CCNA Monitoring ML solutions Questions — Page 2 of 2

MCQhard

A team uses custom training and deploys a TensorFlow model using Vertex AI Endpoints. They set up Cloud Monitoring alerts for online prediction latency. However, they notice the latency metric shows a spike every hour, but the actual user experience is fine. What could be the cause?

A.The metric includes prediction time plus log writing time

B.The alert threshold is too low

C.The metric is being sampled every hour

D.A monitoring agent on the VM is causing additional latency

AnswerA

Periodic log dumping can cause hourly spikes in measured latency.

Why this answer

Option A is correct because Vertex AI Endpoints' latency metric includes both the model inference time and the time taken to write prediction logs to Cloud Logging. This log writing occurs asynchronously but can cause periodic spikes in the reported latency metric when log buffers flush, even though the actual user-facing prediction latency remains unaffected. The spike every hour aligns with log rotation or buffer flush intervals, not with actual prediction performance degradation.

Exam trap

Google Cloud often tests the misconception that latency metrics reflect only model inference time, when in reality they may include ancillary operations like logging, causing candidates to overlook the logging overhead as the source of periodic spikes.

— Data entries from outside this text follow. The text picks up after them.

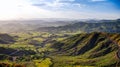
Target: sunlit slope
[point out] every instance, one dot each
(93, 49)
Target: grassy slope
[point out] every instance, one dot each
(92, 49)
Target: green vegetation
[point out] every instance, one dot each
(42, 49)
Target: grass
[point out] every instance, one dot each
(44, 63)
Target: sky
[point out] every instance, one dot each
(71, 9)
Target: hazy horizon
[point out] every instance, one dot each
(69, 9)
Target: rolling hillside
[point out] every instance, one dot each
(93, 49)
(86, 26)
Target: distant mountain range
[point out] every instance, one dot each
(86, 26)
(52, 25)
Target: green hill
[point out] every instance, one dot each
(93, 49)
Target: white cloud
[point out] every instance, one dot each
(17, 9)
(97, 0)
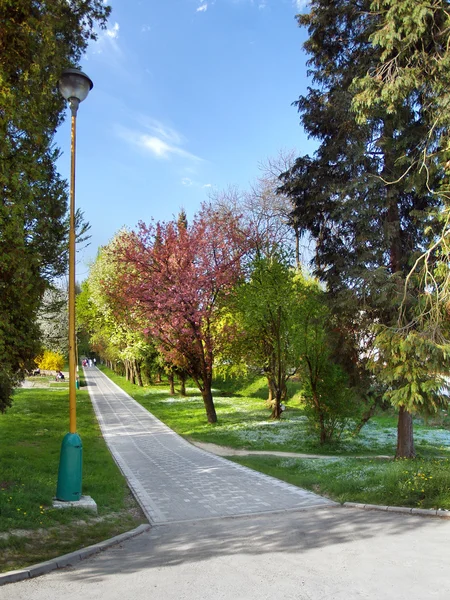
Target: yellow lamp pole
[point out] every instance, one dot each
(74, 86)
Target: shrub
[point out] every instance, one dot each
(50, 361)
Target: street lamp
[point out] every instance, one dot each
(74, 86)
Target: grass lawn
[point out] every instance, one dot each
(31, 432)
(243, 422)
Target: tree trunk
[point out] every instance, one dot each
(138, 373)
(276, 405)
(405, 437)
(209, 403)
(271, 394)
(171, 383)
(182, 378)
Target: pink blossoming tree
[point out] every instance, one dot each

How to eliminate wrong answers

Option B is wrong because the alert threshold being too low would cause continuous or frequent alerts, not a predictable hourly spike in the latency metric itself. Option C is wrong because sampling every hour would produce a single data point per hour, not a spike within the metric; the metric is reported continuously, and sampling frequency does not create spikes. Option D is wrong because a monitoring agent on the VM would add consistent overhead, not a periodic hourly spike, and Vertex AI Endpoints are managed services where customers do not manage VMs directly for prediction serving.

Practice this question →

MCQhard

A financial services firm deploys a binary classification model for fraud detection. The model's precision is 0.95 and recall is 0.60 on the test set. After deployment, the fraud rate in production is 0.5% compared to 5% in the test set. The model shows good calibration on the test set (Brier score 0.02) but poor calibration in production (Brier score 0.15). What is the most likely explanation for the calibration degradation?

A.The distribution of input features has shifted significantly, causing the model to produce incorrect probabilities.

B.The model overfits to noise in the training data, leading to poor generalization.

C.The production data has a different class imbalance than the training data, causing the model to be biased toward the majority class.

D.The relationship between features and the target has changed (concept drift), causing the model's probability estimates to be misaligned with the true probabilities.

AnswerD

Concept drift changes the conditional distribution P(Y|X), which directly affects calibration.

Why this answer

The model's calibration degrades in production despite being well-calibrated on the test set, which had a 5% fraud rate, while production has a 0.5% fraud rate. This shift in class imbalance (prior probability shift) directly affects the model's probability estimates because the model's predicted probabilities are conditional on the training distribution. Option D is correct because concept drift—specifically a change in the base rate of fraud—causes the model's probability estimates to no longer reflect the true posterior probabilities in production, leading to a higher Brier score.

Exam trap

The trap here is that candidates confuse covariate shift (feature distribution change) with prior probability shift (class imbalance change), and incorrectly attribute calibration degradation to feature drift rather than the direct effect of base rate change on probability estimates.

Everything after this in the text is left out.